Olhando o conjunto desses casos não parece que a figura grotesca e ensandecida de Bolsonaro, apoiada nos militares, seja uma peça fora do lugar frente a esse laboratório da selvageria contra o mundo do trabalho. Não é possível desassociar o avanço das medidas repressivas e do governo permeado por militares dos ataques que o capital financeiro quis implementar no Brasil.

Não é novidade o status do Brasil como um país da desigualdade, marca que carrega há muito tempo. No entanto, no caso do mundo do trabalho, é preciso levar em conta que as elites escravocratas, latifundiários e o capital financeiro se assustaram com o que viram no ascenso operário do final dos anos 1978-80. Não foi uma revolução, mas mostrou a força de um dos proletariados mais robustos do mundo. Certamente o neoliberalismo no país foi intenso, mas distinto de outros países: alguns serviços públicos foram mantidos, como o SUS; não foi possível privatizar tudo, algumas importantes empresas seguiram estatais, como a Petrobrás; a precarização foi aumentada, mas não como o “projeto sudeste asiático”. Não era esse o projeto (ou a relação de forças não permitia ir além) até a recessão de 2014 pegar forte no país. A partir daí veio a pergunta do capital financeiro: por que não reeditar os ataques neoliberais e explorar mais as possibilidades desse imenso laboratório continental da precarização?

Por isso, parte dos aspectos mais essenciais da explicação do golpe de 2016 está na necessidade de se avançar a passos largos no experimento do laboratório da precarização, muito além do que os governos petistas haviam avançado com o avanço da terceirização do trabalho. Em 2017, ocorre a mudança da legislação trabalhista e o incremento do trabalho intermitente, agora legalizado. A ampliação das possibilidades de terceirização, agora irrestritas. Ampliou-se também a nova faceta da reestruturação pós-2008, com a uberização do trabalho atingindo 4 milhões de trabalhadores no país.

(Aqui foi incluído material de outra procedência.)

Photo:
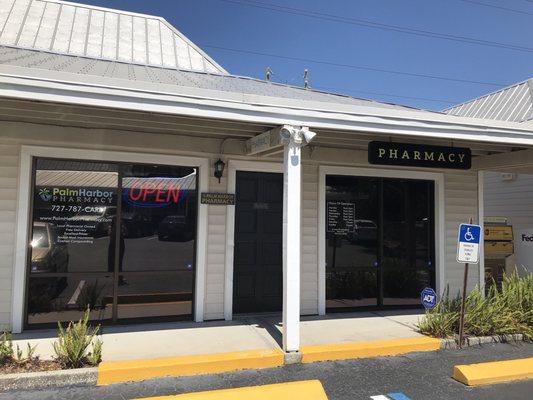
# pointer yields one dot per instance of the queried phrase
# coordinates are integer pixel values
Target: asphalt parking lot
(419, 376)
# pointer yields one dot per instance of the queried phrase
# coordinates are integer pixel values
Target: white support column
(293, 139)
(291, 245)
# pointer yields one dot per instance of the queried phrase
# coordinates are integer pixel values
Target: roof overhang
(58, 87)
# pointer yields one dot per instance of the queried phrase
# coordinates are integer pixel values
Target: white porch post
(291, 246)
(293, 139)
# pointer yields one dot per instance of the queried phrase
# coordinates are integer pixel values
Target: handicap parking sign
(468, 243)
(428, 298)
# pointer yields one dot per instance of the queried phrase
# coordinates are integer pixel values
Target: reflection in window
(76, 251)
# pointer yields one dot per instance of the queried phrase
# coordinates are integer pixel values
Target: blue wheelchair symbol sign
(469, 233)
(428, 298)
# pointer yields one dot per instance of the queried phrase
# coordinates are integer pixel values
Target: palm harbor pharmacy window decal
(419, 155)
(78, 214)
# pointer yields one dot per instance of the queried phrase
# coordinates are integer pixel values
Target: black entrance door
(379, 241)
(257, 271)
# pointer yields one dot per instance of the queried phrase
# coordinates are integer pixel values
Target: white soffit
(99, 33)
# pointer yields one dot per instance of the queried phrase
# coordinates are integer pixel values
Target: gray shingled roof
(128, 73)
(99, 33)
(513, 103)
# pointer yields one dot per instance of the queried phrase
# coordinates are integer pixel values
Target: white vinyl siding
(9, 160)
(216, 252)
(460, 204)
(309, 240)
(512, 199)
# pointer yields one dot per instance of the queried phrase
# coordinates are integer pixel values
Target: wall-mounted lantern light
(219, 169)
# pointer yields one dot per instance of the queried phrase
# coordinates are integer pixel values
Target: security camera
(285, 132)
(308, 135)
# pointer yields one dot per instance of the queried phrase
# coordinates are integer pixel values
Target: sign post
(467, 252)
(428, 297)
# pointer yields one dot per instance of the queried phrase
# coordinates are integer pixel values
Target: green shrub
(30, 354)
(6, 348)
(505, 310)
(73, 343)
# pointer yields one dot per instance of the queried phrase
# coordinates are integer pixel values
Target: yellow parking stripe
(138, 370)
(302, 390)
(494, 372)
(346, 351)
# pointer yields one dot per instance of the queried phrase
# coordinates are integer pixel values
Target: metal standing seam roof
(128, 74)
(513, 103)
(81, 30)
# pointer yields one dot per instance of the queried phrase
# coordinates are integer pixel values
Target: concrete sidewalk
(158, 340)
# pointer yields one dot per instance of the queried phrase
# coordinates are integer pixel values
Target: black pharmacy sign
(221, 199)
(419, 155)
(340, 218)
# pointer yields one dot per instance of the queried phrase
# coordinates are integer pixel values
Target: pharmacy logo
(45, 194)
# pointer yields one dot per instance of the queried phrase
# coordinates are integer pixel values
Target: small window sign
(220, 199)
(340, 217)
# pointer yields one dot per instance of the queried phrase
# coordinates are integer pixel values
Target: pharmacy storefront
(141, 180)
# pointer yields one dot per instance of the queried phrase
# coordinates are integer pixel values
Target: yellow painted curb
(494, 372)
(138, 370)
(346, 351)
(301, 390)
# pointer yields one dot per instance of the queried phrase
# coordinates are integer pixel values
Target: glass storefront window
(91, 247)
(379, 241)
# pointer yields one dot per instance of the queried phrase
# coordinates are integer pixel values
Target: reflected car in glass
(47, 255)
(175, 228)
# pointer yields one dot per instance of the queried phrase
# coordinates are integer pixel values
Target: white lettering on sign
(429, 298)
(468, 243)
(524, 248)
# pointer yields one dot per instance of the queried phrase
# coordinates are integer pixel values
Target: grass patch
(504, 310)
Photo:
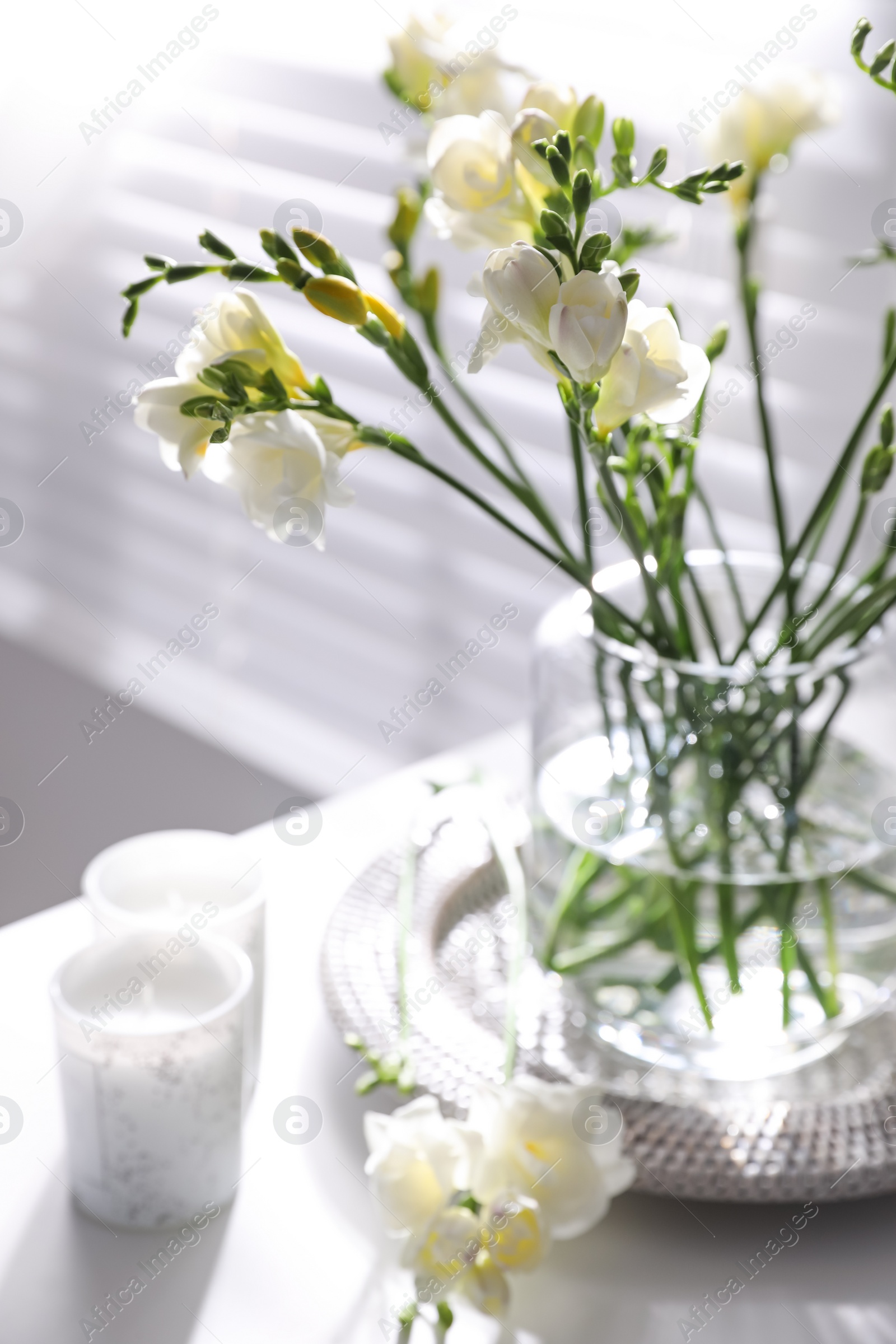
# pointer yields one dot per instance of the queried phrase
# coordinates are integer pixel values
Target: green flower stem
(830, 937)
(859, 518)
(673, 976)
(787, 965)
(581, 870)
(575, 959)
(578, 460)
(682, 922)
(526, 494)
(825, 996)
(824, 508)
(749, 295)
(720, 546)
(402, 448)
(707, 616)
(469, 401)
(729, 935)
(651, 585)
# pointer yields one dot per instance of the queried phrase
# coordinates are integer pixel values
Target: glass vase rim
(827, 663)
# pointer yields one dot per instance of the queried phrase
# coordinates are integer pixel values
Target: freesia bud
(406, 217)
(876, 469)
(589, 122)
(393, 321)
(624, 135)
(428, 292)
(654, 373)
(338, 297)
(587, 324)
(534, 125)
(316, 248)
(558, 101)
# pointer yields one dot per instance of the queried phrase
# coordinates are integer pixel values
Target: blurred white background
(280, 102)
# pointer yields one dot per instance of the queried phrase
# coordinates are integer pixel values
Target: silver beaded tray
(820, 1133)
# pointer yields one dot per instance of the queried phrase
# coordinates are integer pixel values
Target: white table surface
(296, 1256)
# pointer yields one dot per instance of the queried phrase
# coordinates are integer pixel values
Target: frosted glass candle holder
(153, 1076)
(187, 885)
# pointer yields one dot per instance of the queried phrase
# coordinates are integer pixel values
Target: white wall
(311, 651)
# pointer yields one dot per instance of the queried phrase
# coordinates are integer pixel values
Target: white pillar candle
(189, 884)
(153, 1076)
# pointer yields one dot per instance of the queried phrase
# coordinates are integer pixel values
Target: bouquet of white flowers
(702, 698)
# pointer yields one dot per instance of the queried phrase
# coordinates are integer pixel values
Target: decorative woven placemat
(820, 1133)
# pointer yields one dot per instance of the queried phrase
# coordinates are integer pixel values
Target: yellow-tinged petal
(487, 1287)
(338, 297)
(393, 321)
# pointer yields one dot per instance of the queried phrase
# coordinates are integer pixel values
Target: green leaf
(883, 58)
(214, 245)
(631, 280)
(245, 270)
(140, 287)
(595, 249)
(559, 167)
(876, 469)
(657, 163)
(624, 169)
(276, 246)
(293, 273)
(860, 37)
(718, 342)
(581, 194)
(176, 273)
(584, 155)
(589, 122)
(206, 408)
(130, 315)
(394, 84)
(624, 135)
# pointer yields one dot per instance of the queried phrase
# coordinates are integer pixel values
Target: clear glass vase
(711, 870)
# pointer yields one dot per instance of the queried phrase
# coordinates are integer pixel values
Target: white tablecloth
(295, 1258)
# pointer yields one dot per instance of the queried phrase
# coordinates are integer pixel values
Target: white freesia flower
(587, 324)
(241, 330)
(520, 283)
(238, 330)
(530, 1146)
(182, 438)
(654, 373)
(477, 198)
(558, 101)
(582, 319)
(766, 119)
(418, 1159)
(521, 288)
(533, 124)
(272, 459)
(441, 78)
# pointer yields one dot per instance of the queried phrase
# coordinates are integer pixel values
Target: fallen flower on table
(474, 1203)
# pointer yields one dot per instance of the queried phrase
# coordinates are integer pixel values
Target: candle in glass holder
(153, 1076)
(189, 885)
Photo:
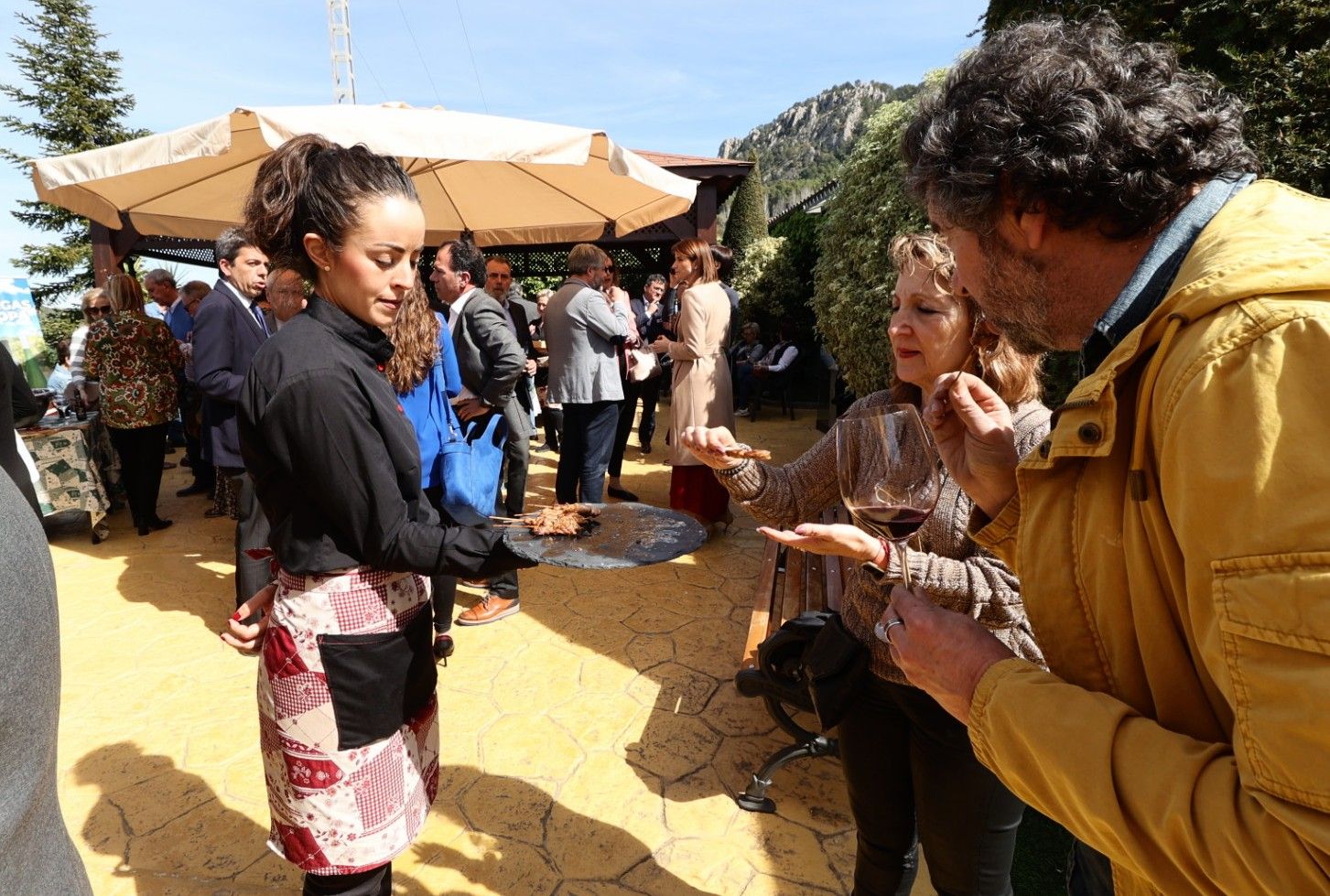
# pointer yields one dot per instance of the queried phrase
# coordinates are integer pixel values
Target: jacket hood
(1268, 240)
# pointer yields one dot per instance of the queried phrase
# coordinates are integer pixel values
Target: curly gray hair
(1072, 117)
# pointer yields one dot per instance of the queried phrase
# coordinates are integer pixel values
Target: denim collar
(1156, 272)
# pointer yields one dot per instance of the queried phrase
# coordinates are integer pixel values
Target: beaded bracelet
(734, 470)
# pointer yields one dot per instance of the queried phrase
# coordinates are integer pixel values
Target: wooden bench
(790, 582)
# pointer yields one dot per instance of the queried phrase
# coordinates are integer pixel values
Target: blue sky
(677, 76)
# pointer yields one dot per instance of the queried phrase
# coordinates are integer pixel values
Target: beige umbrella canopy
(504, 179)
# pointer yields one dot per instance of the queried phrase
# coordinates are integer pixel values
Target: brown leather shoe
(490, 609)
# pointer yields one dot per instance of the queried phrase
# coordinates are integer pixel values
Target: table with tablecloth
(76, 467)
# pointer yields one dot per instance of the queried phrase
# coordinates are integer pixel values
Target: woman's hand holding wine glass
(889, 476)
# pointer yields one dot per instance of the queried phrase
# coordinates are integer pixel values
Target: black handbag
(837, 664)
(814, 664)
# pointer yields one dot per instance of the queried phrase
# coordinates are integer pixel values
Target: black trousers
(190, 407)
(250, 532)
(141, 455)
(627, 410)
(375, 881)
(554, 422)
(913, 778)
(513, 476)
(588, 439)
(651, 394)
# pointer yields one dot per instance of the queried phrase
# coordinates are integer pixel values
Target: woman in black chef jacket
(347, 714)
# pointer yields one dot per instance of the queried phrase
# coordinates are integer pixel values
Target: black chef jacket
(335, 463)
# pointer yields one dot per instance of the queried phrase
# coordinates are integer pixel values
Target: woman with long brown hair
(701, 394)
(347, 711)
(135, 358)
(909, 766)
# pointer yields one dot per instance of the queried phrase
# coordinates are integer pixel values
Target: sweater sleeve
(980, 585)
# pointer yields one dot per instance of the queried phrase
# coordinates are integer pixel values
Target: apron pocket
(381, 681)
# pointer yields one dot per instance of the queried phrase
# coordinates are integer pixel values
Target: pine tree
(73, 87)
(748, 213)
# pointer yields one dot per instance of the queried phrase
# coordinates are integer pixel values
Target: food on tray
(561, 519)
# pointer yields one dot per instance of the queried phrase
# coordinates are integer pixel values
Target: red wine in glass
(892, 523)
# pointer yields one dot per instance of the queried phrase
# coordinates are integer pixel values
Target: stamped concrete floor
(590, 745)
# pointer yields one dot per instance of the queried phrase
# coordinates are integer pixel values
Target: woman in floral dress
(347, 711)
(135, 361)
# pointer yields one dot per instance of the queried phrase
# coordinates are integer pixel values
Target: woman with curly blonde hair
(909, 767)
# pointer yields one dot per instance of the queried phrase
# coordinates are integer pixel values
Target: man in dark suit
(491, 362)
(516, 456)
(228, 329)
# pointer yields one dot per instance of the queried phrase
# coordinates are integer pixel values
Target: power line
(419, 55)
(473, 68)
(370, 68)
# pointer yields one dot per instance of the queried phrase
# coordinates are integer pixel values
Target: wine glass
(887, 469)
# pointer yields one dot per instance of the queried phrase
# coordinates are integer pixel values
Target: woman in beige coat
(701, 393)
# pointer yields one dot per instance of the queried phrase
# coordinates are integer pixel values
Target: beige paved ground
(590, 745)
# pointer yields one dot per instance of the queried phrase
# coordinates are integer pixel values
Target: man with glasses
(583, 332)
(229, 329)
(516, 454)
(491, 362)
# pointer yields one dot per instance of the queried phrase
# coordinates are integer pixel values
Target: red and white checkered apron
(337, 813)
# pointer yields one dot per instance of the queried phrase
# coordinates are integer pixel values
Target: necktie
(258, 315)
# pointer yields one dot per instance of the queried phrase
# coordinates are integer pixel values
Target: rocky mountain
(804, 146)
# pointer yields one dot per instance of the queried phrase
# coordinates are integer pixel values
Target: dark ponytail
(311, 185)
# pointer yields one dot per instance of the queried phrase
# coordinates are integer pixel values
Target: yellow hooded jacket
(1172, 537)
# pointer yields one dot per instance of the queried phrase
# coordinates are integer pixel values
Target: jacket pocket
(1274, 622)
(378, 682)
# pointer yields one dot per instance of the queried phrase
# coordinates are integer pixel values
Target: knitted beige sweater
(954, 572)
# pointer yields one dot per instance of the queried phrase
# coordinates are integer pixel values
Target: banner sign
(20, 329)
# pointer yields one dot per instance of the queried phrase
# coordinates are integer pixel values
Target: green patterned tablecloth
(73, 460)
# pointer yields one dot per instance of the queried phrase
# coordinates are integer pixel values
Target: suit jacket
(226, 337)
(583, 334)
(491, 359)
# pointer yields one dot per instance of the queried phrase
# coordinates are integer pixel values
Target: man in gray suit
(583, 331)
(491, 362)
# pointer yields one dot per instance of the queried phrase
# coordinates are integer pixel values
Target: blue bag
(470, 459)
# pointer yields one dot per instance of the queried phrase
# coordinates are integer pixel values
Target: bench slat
(761, 605)
(792, 602)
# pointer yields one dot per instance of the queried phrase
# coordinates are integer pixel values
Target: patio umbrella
(504, 179)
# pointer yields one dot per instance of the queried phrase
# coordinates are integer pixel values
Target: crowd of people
(1118, 610)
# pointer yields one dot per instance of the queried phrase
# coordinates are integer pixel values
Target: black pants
(190, 405)
(913, 778)
(250, 532)
(141, 455)
(376, 881)
(554, 423)
(513, 476)
(1088, 872)
(627, 410)
(651, 394)
(588, 439)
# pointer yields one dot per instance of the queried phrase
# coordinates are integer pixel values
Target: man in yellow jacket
(1172, 534)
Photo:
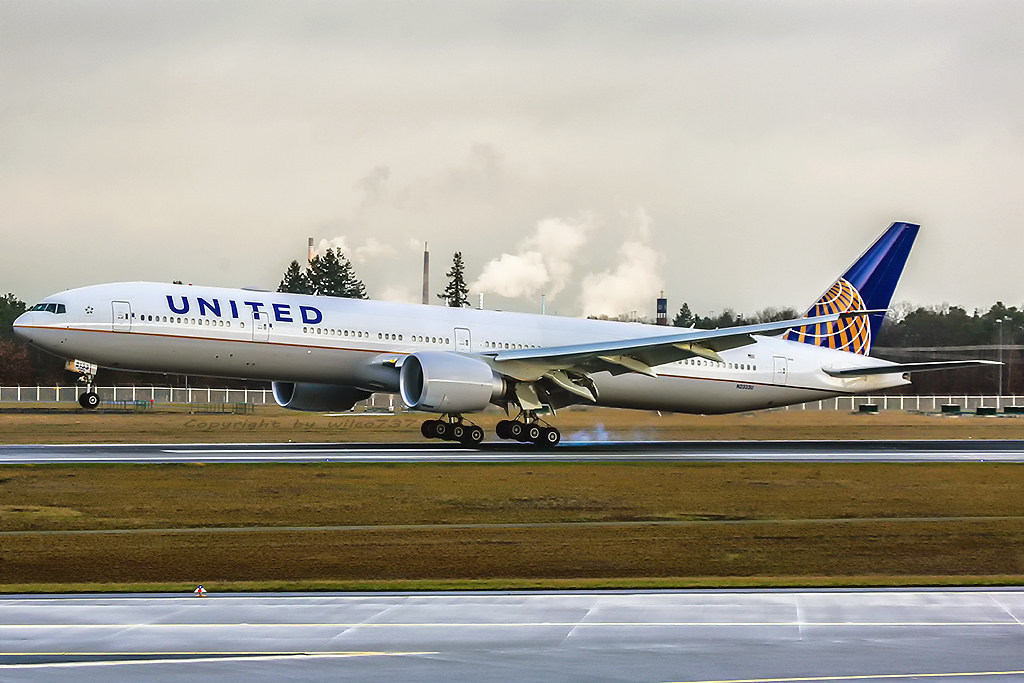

Não é muito difícil imaginar que colocar num laboratório os mais avessos à ciência, pode resultar em problemas importantes. Bolsonaro e militares estão jogando no mesmo caldeirão as mortes de milhares na pandemia, a fome de milhões e a precarização de dezenas de milhões. O que resultará dessa poção diabólica preparada com tanta covardia pelo capital financeiro?

Resolveram deixar Lula na porta do laboratório, de olho, criticando sutilmente e preparado para botar a mão na massa, consertar um pouco essa difícil mistura. Talvez a hora que perceberem o resultado, não será possível corrigir o feito com pitadas de conciliação.

Algumas vezes esses experimentos dão errado e o laboratório inteiro explode.